The Daily Dose • Friday, May 17, 2024

SmartTots Investigator Interview: Rita Saynhalath, MD, FAAP, FASA

Short-term Outcomes in Infants Following General Anesthesia with Low-dose Sevoflurane/Dexmedetomidine/Remifentanil Versus Standard Dose Sevoflurane (The TREX Trial)

Rita SaynhalathRita Saynhalath, MD, FAAP, FASA
Associate Professor of Anesthesiology and Pain Management
The University of Texas Southwestern Medical Center and Children’s Health
Dallas, TX

Abstract Presentation:

Oral Abstract Session: Late-Breaking Abstracts, Saturday, May 18, 2024, 6:25 pm – 6:33 pm, Elwha B, Hyatt Regency Seattle

During her fellowship, Rita Saynhalath, MD, FAAP, FASA, was first exposed to pediatric anesthesiology clinical research, marking the beginning of her journey to play a part in changing the anesthetic management of children and potentially making a meaningful difference on their long-term outcomes. Now an Associate Professor of Anesthesiology and Pain Management at The University of Texas Southwestern Medical Center and Children’s Health, Dr. Saynhalath became involved early with the initial pilot TREX project and then later with the TREX trial. The TREX trial evaluates anesthesia exposure of 2 hours or longer on children at the age of 3 and will provide the strongest evidence to date on the effects of anesthesia on the developing brain. During an Oral Abstract Session on Saturday, May 18, at the 2024 Annual Meeting, presented by IARS and SOCCA, Dr. Saynhalath is excited to share the short-term outcomes of this important trial. Below, she reflects on what drew her to this area of research and the potential impacts of the TREX trial on the outcomes of our most vulnerable patients.
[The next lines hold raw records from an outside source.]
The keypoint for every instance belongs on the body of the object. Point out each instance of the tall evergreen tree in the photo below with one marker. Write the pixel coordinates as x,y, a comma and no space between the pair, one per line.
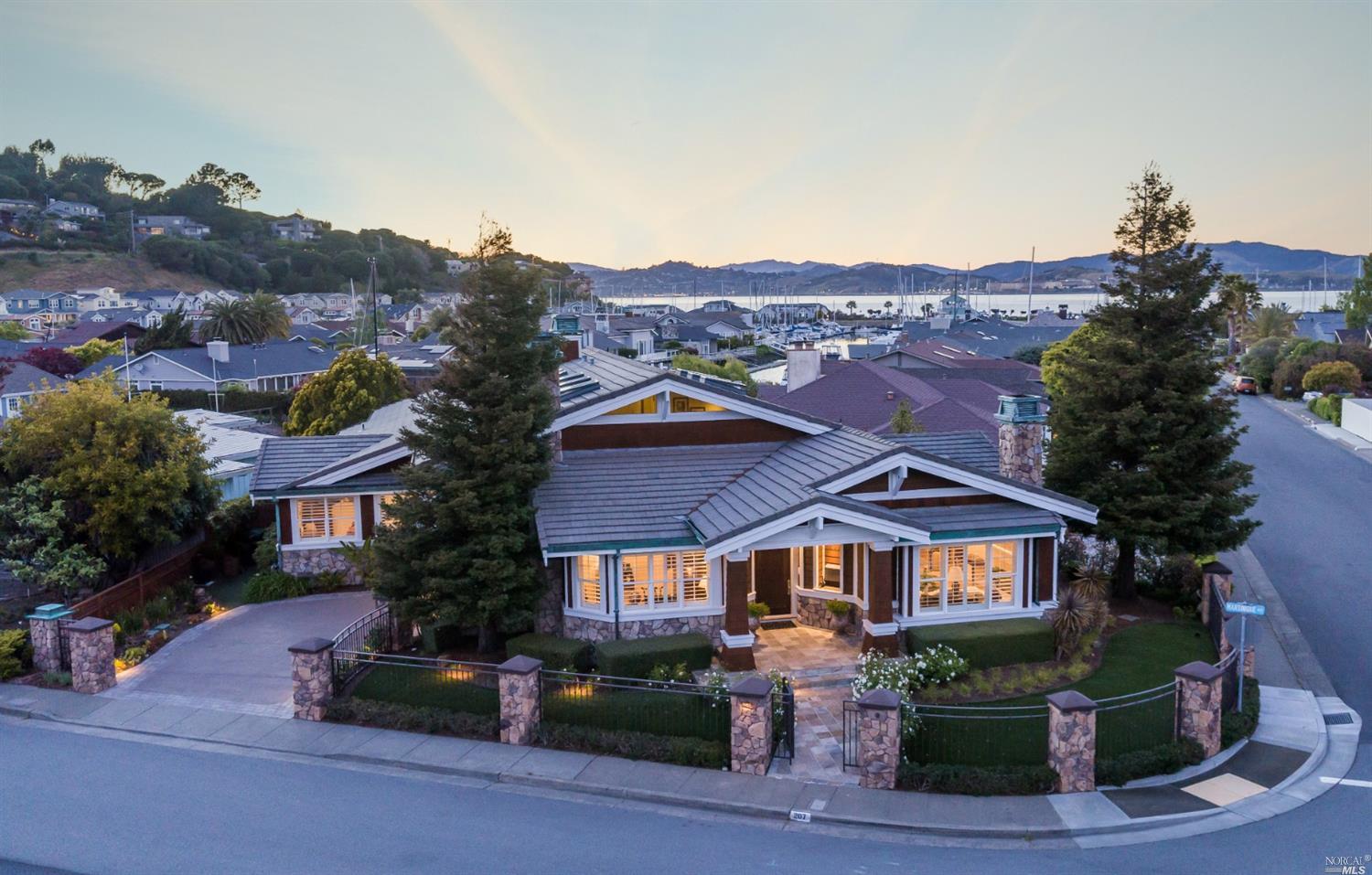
458,545
1138,425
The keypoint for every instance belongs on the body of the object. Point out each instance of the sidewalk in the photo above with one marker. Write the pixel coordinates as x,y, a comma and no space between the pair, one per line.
1273,773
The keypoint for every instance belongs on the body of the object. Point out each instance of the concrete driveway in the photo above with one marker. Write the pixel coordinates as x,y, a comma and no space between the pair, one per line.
239,661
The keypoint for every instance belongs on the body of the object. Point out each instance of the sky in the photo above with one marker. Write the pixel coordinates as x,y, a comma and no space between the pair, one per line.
625,134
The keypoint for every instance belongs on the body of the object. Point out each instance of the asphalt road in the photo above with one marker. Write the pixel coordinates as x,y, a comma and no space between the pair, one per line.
87,803
1314,501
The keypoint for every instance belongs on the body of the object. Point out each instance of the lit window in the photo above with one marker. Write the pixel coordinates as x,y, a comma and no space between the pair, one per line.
587,579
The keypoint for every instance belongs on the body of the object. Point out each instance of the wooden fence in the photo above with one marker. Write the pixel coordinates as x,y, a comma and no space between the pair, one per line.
143,586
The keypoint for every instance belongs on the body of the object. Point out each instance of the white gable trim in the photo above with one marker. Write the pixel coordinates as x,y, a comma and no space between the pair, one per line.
737,403
995,486
807,518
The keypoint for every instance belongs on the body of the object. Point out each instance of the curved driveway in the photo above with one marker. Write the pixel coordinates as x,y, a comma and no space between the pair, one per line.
239,661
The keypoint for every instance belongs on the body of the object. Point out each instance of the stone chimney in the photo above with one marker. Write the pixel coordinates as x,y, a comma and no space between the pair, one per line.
1021,438
219,350
801,365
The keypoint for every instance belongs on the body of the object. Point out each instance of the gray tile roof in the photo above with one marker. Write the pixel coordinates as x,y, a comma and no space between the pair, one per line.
970,447
620,496
285,460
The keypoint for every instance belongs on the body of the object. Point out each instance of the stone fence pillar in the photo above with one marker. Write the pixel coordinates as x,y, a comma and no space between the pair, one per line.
521,704
749,737
1072,741
46,636
878,740
1199,694
312,678
91,642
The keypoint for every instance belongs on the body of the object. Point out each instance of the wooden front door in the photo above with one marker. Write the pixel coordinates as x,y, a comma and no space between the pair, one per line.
771,579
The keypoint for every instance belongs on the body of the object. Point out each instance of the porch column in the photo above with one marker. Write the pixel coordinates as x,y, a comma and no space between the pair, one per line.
735,641
878,627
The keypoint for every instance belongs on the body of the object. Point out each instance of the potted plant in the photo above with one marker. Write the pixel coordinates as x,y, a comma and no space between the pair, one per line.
842,614
756,611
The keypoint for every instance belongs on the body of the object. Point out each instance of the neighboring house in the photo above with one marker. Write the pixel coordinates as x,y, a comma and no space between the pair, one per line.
71,210
170,227
273,367
19,386
296,228
672,505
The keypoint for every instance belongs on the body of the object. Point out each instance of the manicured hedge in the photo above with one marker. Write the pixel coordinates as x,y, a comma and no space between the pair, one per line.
977,781
557,653
988,642
1161,760
637,657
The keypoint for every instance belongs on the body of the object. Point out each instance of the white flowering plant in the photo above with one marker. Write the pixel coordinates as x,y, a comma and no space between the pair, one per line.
927,668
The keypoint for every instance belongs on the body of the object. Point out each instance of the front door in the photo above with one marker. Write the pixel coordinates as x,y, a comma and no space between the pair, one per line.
771,579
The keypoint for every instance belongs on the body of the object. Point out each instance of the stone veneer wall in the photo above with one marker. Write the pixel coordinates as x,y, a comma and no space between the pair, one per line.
1021,452
812,611
604,630
309,562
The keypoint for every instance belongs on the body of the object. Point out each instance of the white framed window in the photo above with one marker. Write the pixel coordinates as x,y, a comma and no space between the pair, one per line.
663,581
326,518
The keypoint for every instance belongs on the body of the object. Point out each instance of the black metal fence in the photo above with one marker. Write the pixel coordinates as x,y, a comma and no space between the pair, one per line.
449,685
636,705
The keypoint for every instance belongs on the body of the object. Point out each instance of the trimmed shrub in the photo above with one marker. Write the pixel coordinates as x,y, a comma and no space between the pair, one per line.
1161,760
557,653
677,749
976,779
413,719
637,657
1240,724
988,642
269,586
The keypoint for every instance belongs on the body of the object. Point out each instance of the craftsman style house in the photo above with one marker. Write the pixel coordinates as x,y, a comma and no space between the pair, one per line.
675,501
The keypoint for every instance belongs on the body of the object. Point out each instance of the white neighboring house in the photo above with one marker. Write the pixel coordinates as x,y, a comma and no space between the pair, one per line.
19,386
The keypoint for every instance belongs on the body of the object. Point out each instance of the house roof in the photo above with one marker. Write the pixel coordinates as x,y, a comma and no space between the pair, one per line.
246,361
282,461
24,378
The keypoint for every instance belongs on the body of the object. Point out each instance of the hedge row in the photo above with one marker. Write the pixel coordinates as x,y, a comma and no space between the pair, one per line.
619,658
988,642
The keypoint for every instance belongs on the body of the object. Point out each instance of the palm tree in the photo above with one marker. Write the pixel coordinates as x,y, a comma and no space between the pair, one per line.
1238,298
233,321
1270,323
271,313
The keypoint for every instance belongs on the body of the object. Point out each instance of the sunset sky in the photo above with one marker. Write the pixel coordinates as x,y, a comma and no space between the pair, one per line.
626,134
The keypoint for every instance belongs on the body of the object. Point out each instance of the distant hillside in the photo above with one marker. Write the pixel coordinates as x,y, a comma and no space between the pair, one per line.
1278,266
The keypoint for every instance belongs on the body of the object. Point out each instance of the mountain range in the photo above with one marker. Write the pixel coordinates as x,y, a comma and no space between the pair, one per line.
1276,268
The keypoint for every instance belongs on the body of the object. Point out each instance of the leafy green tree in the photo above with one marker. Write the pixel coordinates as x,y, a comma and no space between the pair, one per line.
131,475
903,420
1270,323
93,350
269,312
36,545
458,545
348,392
1357,302
1138,428
1238,298
173,332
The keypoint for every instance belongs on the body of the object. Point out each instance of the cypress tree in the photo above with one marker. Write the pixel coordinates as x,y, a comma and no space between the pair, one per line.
1138,425
458,543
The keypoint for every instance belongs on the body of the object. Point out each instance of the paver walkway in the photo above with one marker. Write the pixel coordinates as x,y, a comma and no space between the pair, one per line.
239,661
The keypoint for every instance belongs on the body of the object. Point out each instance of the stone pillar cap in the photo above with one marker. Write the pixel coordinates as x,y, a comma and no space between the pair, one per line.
520,666
1198,671
884,699
313,645
752,688
1069,701
88,624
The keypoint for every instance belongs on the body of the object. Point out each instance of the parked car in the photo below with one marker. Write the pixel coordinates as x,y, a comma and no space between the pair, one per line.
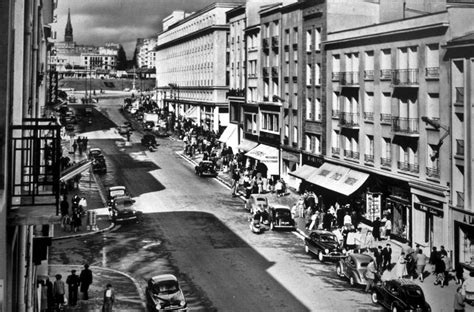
116,191
400,295
354,267
206,168
121,209
99,164
280,217
324,244
164,294
256,202
148,139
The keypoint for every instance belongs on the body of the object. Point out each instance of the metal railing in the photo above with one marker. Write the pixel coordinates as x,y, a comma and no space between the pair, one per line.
405,125
405,77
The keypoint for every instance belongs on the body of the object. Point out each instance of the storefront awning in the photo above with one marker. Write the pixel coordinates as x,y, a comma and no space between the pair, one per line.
264,153
339,179
304,172
246,145
74,170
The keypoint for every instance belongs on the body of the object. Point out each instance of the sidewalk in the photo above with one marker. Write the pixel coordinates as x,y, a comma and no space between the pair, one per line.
440,299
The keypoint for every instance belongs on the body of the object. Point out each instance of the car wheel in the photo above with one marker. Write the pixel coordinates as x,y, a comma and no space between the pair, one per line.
351,281
320,256
374,297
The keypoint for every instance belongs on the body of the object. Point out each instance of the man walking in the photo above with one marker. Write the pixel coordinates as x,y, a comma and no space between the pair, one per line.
73,283
86,281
1. For this research, you are…

Co-investigator

2. What drew you to this area of research? Has it evolved since your initial research project? 

My first experience with pediatric anesthesiology clinical research happened during my pediatric anesthesiology fellowship year, under the mentorship of Dr. Peter Szmuk. I was involved with the initial pilot TREX project and later had the opportunity to also be a part of the TREX trial, helping our institution achieve the highest enrollment numbers of the clinical trial. Neurodevelopmental outcomes in pediatric patients undergoing general anesthesia have captivated my attention because it was one of the main controversial issues during my training. After becoming more involved with the TREX consortium, I became invested in the issue because a change in anesthetic management could potentially make a meaningful difference on the long-term outcomes of our youngest patients. Once enrollment for TREX was completed, I was excited to lead the manuscript writing for the short-term outcomes of the TREX trial under the mentorship of Professors Justin Skowno and Andrew Davidson.

3. What are the goals you most want to accomplish in your work with this research project?

The primary goal of this research project is to compare the composite cognitive score of the Wechsler Preschool and Primary School Intelligence Scale at 3 years of age between 2 arms: one who received low-dose sevoflurane/dexmedetomidine/remifentanil anesthesia versus one who received standard-dose sevoflurane. For the short-term-outcomes manuscript, our goals were to compare the perioperative outcomes between the 2 arms including: the incidence of intraoperative hypotension, bradycardia, and light anesthesia events, postoperative pain scores, time to recovery, and morbidity and mortality outcomes at 5 days postoperatively.

4. What is the potential impact of your research on the field of anesthesia and patient care?

Previously published clinical trials (GAS, PANDA, and MASK) concluded that a single, short anesthetic is not neurotoxic. The TREX trial evaluated anesthesia exposure of 2 hours or longer and will provide the strongest evidence to date on the effects of anesthesia on the developing brain.

5. What are the benefits of presenting your research at the IARS Annual Meeting?

The benefit of presenting our research at the IARS Annual Meeting is to increase exposure, invite discussion especially over the alternative anesthetic regimen (low-dose sevoflurane/dexmedetomidine/remifentanil), and hopefully intensify interest for the results of the clinical trial.

6. Is there anyone else you wish to acknowledge as part of this research team?

I am one part of a huge project. TREX is a collaborative effort that would not have been possible without the leadership of Professor Andrew Davidson from Murdoch Children’s Research Institute. For this project on the short-term outcomes of the TREX trial, I had the honor of working under the amazing mentorship of Professor Justin Skowno. I would also like to acknowledge the wonderful mentorship from Professors Britta von Ungern-Sternberg, Fiona Taverner, Peter Szmuk, and Andrew Davidson. I would also like to recognize the authorship group for this manuscript: Nicola Disma, MD, Fiona J. Taverner, MBBS, Britta S. von Ungern-Sternberg, PhD, Dean Andropoulos, MD, Ann S. Ng, MD, Benjamin B. Shields, MD, PhD, Francesca Izzo, MD, Paul Lee-Archer, PhD, Mary Ellen McCann, MD, Luigi Montagnini, MD, Beate Kuppers, MD, Elena Lenares, MD, Suzette Sheppard, BSc (Hons), Jurgen C. de Graaff, MD, PhD, Katherine J. Lee, PhD, Xiaofang Wang, PhD, Peter Szmuk, MD, Andrew J. Davidson, MD, and Justin J. Skowno, PhD.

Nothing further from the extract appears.